What are Core Technologies?

Core Technologies provide access to specialized expertise, instrumentation, and knowledge. The common guiding principle behind these different types of facilities is that through the efforts of dedicated professional scientists, managers, and administrators, shared research platforms ensure more efficient resource utilization, as well as specialist instruction, support, and management. Thus, core technologies take many forms ranging from individual pieces of shared research equipment to large international infrastructures.

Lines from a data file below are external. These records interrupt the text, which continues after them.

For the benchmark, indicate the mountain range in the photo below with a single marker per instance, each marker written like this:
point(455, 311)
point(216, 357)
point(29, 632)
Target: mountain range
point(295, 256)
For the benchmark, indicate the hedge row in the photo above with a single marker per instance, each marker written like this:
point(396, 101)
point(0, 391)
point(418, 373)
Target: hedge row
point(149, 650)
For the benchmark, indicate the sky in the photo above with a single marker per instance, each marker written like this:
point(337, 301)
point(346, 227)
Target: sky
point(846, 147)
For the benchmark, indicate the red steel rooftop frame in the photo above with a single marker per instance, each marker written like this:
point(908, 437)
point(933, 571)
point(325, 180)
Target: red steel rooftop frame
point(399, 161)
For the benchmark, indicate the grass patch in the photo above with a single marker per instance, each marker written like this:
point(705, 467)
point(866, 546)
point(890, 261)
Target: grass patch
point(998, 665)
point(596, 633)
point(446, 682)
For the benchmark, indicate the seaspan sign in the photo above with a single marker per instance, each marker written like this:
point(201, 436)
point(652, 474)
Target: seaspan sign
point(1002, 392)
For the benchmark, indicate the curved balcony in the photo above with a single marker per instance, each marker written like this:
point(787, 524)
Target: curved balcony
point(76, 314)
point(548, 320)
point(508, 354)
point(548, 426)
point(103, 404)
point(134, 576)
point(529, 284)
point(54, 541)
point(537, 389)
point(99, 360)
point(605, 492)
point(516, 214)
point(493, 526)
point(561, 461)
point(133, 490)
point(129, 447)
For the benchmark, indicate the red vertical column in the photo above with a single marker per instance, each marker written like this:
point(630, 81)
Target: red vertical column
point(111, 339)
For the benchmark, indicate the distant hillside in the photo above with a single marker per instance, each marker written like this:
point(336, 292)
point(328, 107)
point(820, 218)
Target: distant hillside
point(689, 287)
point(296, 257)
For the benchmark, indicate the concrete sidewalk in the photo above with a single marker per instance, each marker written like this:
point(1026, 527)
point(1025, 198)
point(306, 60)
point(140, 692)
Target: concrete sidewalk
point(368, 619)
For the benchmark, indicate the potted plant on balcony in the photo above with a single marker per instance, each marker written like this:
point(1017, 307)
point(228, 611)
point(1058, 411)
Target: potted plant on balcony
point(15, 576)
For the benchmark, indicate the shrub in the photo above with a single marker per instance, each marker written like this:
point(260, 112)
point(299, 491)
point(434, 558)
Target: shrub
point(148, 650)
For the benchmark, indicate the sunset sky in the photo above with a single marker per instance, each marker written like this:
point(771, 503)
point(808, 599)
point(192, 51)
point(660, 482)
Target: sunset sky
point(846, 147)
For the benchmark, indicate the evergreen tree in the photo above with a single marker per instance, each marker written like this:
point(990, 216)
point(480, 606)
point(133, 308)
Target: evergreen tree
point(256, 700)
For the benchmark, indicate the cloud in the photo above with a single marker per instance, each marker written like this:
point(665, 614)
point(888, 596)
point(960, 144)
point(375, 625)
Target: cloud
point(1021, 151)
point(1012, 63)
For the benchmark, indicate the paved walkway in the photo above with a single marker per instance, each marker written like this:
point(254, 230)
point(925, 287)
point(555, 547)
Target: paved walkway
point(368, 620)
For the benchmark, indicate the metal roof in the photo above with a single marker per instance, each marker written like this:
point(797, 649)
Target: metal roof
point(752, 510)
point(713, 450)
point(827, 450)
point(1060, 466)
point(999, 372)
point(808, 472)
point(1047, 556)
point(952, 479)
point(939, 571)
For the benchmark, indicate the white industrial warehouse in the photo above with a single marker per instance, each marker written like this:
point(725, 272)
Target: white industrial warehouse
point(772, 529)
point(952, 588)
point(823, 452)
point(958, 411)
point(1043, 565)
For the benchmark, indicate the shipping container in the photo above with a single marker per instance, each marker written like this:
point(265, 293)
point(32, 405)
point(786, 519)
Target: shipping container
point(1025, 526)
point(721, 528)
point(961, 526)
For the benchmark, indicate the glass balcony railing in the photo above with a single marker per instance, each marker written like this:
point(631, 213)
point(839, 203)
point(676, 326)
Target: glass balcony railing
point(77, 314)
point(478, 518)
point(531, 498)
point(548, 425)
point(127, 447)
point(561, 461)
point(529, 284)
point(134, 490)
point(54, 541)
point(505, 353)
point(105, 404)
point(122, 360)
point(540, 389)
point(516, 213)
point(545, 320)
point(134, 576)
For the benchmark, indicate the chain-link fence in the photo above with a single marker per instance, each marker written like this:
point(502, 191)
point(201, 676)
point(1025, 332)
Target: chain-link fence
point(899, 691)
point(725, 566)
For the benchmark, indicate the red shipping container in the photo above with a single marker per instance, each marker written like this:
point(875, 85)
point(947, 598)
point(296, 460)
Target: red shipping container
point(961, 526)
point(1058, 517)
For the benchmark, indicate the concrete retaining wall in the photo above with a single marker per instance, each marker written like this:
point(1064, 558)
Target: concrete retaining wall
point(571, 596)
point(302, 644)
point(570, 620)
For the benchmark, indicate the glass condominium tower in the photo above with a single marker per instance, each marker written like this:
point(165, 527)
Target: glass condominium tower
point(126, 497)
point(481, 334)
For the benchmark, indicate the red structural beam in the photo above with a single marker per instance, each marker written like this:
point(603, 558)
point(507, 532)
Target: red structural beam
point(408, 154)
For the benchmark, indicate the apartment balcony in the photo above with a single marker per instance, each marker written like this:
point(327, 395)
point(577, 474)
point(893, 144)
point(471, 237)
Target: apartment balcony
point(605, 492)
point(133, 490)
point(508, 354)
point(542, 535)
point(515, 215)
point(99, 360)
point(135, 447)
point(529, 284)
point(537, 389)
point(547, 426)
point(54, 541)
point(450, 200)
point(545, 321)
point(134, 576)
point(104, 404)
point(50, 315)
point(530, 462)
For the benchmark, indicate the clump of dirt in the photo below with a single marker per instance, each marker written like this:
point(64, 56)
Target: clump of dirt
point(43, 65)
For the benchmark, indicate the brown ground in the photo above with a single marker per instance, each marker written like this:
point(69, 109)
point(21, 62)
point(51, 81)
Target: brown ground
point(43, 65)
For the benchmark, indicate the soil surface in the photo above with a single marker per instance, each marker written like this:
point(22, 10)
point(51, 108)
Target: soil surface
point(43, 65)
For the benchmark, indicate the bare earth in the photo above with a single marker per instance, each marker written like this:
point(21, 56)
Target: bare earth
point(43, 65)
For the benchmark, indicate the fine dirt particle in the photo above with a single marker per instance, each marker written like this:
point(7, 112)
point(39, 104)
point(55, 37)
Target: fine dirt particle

Core facilities serve the academic life science researchers seeking specialized expertise, service, and access to advanced instrumentation in many fields including proteomics, metabolomics, electron and light microscopy, high‐throughput screening, analysis or sample handling, and synthetic chemistry.

Although there are currently a variety of different models for core facility operation, in many cases, core facilities originated as laboratories that specialized in a set of techniques. As these techniques became more specialized and complex, dedicated groups were set up to provide expert technological services to other scientists.

The number, variety, and size of core facilities are all growing as life science research technologies continue to become more complex, and researchers increasingly require access to a wider range of core technologies. Large research institutions and universities, as well as pharmaceutical and biotech companies, are embracing the core facility concept as an efficient and cost-effective way to leverage research activities and ensure appropriate technical and operational oversight.

Career Paths in Core Technologies

The area of core technologies includes a wide variety of career paths including technical staff, facility managers, and research administrators. Frequently, core facility staff are scientists who enjoy the technical and methodological aspects of research and want to develop an alternative career pathway. As expert scientists in their area, they can provide guidance to their colleagues starting from the design of experiments through data acquisition, final analysis and preparation for publication. Core facility managers integrate operational duties, such as budgetary and staffing oversight, along with high level technical expertise. Finally, many larger institutes and universities are including core facility administrators at the highest levels of research oversight.

Life Sciences

The life sciences represent any field of science or medicine focused on increasing knowledge or improving human health. Biology, chemistry, agriculture, physics, computing, mathematics and medicine are all contributing to how we understand the life around us and how we strive to make a healthier and safer planet. Anyone who considers themselves working in a life science can become a member of CTLS.